Bug 2213792

Summary: SELinux "denied { dac_override }" when using the openvpn-plugin-auth-pam.so plugin.
Product: [Fedora] Fedora EPEL Reporter: INVADE International Ltd. <third.line>
Component: openvpnAssignee: David Sommerseth <dazo>
Status: NEW --- QA Contact: Fedora Extras Quality Assurance <extras-qa>
Severity: unspecified Docs Contact:
Priority: unspecified    
Version: epel8CC: dazo, huzaifas, klember, steve, third.line
Target Milestone: ---   
Target Release: ---   
Hardware: Unspecified   
OS: Unspecified   
Whiteboard:
Fixed In Version: Doc Type: ---
Doc Text:
Story Points: ---
Clone Of: Environment:
Last Closed: Type: Bug
Regression: --- Mount Type: ---
Documentation: --- CRM:
Verified Versions: Category: ---
oVirt Team: --- RHEL 7.3 requirements from Atomic Host:
Cloudforms Team: --- Target Upstream Version:
Embargoed:

Description INVADE International Ltd. 2023-06-09 12:12:01 UTC 
Description of problem:
SELinux denies access when using the openvpn-plugin-auth-pam.so plugin.

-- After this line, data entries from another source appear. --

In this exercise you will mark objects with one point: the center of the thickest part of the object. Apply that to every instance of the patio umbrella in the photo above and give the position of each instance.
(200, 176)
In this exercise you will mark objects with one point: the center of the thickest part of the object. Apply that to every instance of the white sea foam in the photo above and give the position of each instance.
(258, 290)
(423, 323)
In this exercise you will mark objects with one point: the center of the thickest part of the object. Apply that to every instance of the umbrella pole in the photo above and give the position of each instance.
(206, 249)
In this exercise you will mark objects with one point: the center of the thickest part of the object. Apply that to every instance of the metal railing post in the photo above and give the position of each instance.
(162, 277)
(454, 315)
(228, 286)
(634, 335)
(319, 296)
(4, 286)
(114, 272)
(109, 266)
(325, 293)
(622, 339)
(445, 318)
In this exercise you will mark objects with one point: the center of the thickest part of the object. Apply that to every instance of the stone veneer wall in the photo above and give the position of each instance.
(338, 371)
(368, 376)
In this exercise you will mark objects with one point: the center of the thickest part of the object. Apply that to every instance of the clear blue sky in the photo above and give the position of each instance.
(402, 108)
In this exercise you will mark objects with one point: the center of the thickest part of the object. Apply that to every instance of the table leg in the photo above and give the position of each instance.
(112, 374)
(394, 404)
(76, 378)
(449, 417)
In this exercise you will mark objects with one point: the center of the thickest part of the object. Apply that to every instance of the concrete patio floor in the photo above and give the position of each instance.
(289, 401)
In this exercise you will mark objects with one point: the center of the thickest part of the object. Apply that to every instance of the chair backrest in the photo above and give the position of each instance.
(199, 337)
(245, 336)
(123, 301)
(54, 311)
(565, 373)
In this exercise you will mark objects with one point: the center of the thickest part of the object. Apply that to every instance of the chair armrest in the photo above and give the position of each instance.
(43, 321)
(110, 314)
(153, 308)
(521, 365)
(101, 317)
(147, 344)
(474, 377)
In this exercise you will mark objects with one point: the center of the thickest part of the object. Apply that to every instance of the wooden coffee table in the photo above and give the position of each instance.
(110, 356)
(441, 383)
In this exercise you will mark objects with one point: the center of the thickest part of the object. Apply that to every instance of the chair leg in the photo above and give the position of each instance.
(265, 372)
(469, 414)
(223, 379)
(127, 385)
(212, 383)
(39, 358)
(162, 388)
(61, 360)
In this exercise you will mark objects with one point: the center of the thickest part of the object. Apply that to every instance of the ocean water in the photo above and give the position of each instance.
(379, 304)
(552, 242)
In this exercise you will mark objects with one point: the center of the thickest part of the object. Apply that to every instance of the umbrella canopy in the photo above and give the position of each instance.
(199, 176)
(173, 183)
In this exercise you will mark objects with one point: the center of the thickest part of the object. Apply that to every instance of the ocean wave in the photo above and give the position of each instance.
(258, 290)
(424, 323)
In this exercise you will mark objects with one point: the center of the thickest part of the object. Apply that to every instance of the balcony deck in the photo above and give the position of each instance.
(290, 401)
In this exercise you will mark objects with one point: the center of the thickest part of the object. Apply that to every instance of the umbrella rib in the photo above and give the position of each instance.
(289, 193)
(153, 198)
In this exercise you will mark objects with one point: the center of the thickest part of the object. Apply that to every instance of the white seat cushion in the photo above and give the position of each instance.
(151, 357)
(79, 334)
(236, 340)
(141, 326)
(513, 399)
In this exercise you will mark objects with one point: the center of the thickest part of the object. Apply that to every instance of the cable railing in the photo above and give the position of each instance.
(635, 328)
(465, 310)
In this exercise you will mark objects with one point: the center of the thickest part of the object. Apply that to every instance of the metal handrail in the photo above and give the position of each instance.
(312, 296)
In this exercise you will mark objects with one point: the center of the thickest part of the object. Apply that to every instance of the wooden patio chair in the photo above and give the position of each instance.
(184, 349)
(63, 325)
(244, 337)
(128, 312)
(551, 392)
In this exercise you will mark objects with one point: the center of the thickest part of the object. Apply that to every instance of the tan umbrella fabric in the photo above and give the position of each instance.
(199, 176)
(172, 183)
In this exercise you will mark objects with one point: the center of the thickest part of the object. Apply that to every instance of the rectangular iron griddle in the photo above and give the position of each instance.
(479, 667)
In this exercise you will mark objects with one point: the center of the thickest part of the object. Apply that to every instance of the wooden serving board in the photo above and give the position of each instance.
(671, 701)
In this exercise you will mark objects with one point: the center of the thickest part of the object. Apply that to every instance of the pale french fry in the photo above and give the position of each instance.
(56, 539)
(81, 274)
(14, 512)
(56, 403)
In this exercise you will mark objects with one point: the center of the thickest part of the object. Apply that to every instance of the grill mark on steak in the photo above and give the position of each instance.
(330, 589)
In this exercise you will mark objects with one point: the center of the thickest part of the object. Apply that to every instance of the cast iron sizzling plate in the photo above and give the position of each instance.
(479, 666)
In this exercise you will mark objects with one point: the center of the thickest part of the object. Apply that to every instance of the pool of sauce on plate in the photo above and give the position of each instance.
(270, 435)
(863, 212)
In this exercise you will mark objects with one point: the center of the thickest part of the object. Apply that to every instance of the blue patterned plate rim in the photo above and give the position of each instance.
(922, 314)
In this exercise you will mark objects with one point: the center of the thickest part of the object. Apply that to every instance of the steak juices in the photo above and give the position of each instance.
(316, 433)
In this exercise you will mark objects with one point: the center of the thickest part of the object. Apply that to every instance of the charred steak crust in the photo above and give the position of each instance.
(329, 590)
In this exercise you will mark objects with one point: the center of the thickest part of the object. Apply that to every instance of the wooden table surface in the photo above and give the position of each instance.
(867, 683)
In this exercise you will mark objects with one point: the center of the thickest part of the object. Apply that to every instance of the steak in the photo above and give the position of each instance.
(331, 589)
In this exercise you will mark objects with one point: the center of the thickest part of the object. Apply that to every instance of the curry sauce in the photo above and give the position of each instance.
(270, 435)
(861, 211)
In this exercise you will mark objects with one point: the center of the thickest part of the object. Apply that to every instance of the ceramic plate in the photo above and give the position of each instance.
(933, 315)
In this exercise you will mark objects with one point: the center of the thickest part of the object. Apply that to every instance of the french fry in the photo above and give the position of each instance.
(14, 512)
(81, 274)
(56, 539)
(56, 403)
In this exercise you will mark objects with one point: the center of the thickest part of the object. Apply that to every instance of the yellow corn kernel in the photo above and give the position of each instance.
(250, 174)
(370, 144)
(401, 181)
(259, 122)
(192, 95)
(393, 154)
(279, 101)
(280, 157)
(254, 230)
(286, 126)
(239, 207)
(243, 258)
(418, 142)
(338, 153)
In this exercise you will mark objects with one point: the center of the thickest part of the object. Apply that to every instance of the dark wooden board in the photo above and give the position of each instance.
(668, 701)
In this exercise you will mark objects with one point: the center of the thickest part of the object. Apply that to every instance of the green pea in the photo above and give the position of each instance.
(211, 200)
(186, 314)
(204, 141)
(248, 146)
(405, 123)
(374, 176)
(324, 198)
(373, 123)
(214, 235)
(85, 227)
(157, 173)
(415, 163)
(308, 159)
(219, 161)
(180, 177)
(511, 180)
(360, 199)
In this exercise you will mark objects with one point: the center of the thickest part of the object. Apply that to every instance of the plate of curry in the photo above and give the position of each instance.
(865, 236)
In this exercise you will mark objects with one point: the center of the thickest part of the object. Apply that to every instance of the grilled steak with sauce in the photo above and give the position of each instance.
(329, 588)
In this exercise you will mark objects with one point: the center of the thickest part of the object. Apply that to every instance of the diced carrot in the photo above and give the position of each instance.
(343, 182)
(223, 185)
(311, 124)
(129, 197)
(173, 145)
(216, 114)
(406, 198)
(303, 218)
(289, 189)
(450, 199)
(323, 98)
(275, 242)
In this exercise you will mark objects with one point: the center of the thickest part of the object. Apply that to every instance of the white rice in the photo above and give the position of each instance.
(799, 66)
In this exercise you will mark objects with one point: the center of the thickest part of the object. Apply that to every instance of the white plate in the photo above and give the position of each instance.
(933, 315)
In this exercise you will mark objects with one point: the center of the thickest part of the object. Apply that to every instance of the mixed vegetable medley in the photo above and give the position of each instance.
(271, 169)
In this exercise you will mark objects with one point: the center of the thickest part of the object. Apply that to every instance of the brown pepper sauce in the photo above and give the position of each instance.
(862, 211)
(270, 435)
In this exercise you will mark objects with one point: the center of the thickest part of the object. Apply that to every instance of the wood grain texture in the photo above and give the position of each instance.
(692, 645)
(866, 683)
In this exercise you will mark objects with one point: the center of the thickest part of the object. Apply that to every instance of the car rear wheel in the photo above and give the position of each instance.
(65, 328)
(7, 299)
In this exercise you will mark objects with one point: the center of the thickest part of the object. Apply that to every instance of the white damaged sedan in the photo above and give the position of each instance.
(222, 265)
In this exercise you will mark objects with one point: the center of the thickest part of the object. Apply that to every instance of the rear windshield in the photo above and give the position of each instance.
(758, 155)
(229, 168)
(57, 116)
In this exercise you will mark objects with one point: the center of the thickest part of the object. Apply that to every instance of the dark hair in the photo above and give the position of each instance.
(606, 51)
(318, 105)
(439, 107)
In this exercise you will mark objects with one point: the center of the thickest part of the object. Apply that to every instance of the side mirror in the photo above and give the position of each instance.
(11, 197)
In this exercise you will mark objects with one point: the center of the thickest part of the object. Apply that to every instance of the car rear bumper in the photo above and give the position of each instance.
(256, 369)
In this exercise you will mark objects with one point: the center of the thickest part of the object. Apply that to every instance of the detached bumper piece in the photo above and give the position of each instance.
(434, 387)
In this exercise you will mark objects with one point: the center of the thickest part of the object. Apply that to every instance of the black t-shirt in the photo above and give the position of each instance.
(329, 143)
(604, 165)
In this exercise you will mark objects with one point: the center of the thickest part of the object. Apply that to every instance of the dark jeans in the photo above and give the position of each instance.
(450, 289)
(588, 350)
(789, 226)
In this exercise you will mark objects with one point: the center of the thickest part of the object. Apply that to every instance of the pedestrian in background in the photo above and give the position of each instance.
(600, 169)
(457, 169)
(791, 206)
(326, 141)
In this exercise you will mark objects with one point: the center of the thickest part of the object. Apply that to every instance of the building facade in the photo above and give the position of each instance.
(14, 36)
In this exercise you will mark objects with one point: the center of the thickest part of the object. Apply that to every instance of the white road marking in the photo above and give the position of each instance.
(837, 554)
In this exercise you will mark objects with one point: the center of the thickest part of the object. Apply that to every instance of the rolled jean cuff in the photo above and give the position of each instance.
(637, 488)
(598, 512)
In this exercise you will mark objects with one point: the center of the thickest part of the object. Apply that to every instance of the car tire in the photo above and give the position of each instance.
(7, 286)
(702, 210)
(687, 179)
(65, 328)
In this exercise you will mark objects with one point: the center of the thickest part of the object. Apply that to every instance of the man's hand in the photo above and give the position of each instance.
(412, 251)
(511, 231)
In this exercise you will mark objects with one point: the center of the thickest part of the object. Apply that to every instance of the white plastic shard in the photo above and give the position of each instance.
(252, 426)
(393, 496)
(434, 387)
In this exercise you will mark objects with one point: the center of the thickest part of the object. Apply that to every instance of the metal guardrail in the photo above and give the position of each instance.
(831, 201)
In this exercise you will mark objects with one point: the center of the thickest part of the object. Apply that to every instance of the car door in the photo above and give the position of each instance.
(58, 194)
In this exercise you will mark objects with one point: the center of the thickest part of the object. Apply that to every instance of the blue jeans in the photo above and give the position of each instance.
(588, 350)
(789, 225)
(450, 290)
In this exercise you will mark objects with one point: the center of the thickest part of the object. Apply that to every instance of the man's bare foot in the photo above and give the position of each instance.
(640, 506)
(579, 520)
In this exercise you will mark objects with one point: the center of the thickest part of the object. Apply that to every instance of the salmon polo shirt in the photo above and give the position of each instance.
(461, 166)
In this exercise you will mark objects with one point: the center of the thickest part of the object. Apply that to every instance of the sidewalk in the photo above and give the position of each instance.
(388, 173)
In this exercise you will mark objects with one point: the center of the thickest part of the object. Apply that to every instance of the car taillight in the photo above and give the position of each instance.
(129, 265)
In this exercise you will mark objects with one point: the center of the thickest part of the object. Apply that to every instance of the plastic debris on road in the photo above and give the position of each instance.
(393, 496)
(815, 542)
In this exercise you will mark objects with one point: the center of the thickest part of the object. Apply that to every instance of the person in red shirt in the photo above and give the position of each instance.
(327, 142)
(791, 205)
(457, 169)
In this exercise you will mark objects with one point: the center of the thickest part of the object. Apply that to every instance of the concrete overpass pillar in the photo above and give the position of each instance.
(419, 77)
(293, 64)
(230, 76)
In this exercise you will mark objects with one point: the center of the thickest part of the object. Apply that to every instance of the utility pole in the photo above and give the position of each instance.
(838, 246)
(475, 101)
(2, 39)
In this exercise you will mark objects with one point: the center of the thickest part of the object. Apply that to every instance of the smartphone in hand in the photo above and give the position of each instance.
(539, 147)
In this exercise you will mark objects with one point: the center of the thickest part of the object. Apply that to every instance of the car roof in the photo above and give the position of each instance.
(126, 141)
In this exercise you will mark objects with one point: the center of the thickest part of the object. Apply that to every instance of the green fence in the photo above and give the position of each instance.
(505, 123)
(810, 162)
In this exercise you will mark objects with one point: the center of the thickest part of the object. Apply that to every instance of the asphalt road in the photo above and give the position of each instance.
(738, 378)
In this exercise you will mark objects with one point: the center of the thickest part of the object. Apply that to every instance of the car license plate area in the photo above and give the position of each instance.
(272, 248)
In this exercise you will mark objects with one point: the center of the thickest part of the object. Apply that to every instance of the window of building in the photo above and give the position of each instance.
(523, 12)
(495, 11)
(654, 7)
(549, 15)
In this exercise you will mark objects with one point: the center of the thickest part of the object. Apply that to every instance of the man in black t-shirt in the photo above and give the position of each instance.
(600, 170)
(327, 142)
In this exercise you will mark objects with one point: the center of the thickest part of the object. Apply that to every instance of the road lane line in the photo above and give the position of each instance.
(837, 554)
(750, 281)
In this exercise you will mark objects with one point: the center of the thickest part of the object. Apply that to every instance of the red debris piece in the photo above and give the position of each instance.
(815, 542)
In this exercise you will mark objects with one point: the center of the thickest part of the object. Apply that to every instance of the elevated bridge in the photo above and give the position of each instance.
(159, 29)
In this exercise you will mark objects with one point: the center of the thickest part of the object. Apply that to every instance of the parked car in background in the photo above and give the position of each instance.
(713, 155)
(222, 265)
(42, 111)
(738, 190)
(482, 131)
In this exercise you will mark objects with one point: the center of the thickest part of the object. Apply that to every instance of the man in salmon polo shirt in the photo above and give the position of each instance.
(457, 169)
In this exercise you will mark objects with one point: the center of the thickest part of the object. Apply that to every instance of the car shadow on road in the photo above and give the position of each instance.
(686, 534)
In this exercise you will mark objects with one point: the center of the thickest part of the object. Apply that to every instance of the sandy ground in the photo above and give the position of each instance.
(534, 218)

type=AVC msg=audit(1594833831.007:12586): avc:  denied  { dac_override } for  pid=9748 comm="unix_chkpwd" capability=1  scontext=system_u:system_r:chkpwd_t:s0 tcontext=system_u:system_r:chkpwd_t:s0 tclass=capability permissive=0


Version-Release number of selected component (if applicable):
openvpn-2.4.12-1.el8.x86_64

How reproducible:
Always


Steps to Reproduce:
1. Build a Rocky Linux 8 system.
2. Enable the EPEL repo.
3. Install the OpenVPN package.
4. Configure the OpenVPN server to use the openvpn-plugin-auth-pam.so plugin.
5. Connect from a client and attempt to authenticate.

Actual results:
Authentication fails.

Expected results:
Authentication is successful.

Additional info:
Server configuration is as follows:
"#Tunnel Options
dev tun
group nobody
keepalive 10 60
local 172.16.0.2
persist-key
persist-tun
port 1194
proto udp4
script-security 2
topology net30
user nobody
verb 3

#Server Mode
plugin /usr/lib64/openvpn/plugins/openvpn-plugin-auth-pam.so login
server 192.168.2.0 255.255.255.0
username-as-common-name

#Client Mode

#Data Channel Encryption Options
auth SHA512
cipher AES-256-GCM

#TLS Mode Options
ca /etc/pki/openvpn/ca.crt
cert /etc/pki/openvpn/server.crt
dh /etc/pki/openvpn/dh.pem
key /etc/pki/openvpn/server.key
remote-cert-tls client
reneg-sec 0
tls-auth /etc/pki/openvpn/ta.key
tls-version-min 1.2

#SSL Library information

#Generate a random key

#TUN/TAP persistent tunnel config mode

#Windows-Specific Options

#PKCS#11 Standalone Options

#IPv6 Related Options"

To allow the authentication to work I have installed the following SELinux policy:
"
module invade-openvpn_pam 1.0;

require {
		type chkpwd_t;
		class capability dac_override;
}

#============= logrotate_t ==============
allow chkpwd_t self:capability dac_override;"

I also found someone else with the same problem in:
https://serverfault.com/questions/1025357/openvpn-with-pam-with-systemd-and-selinux

and they change the "CapabilityBoundingSet" systemd service values to allow the authentication to work.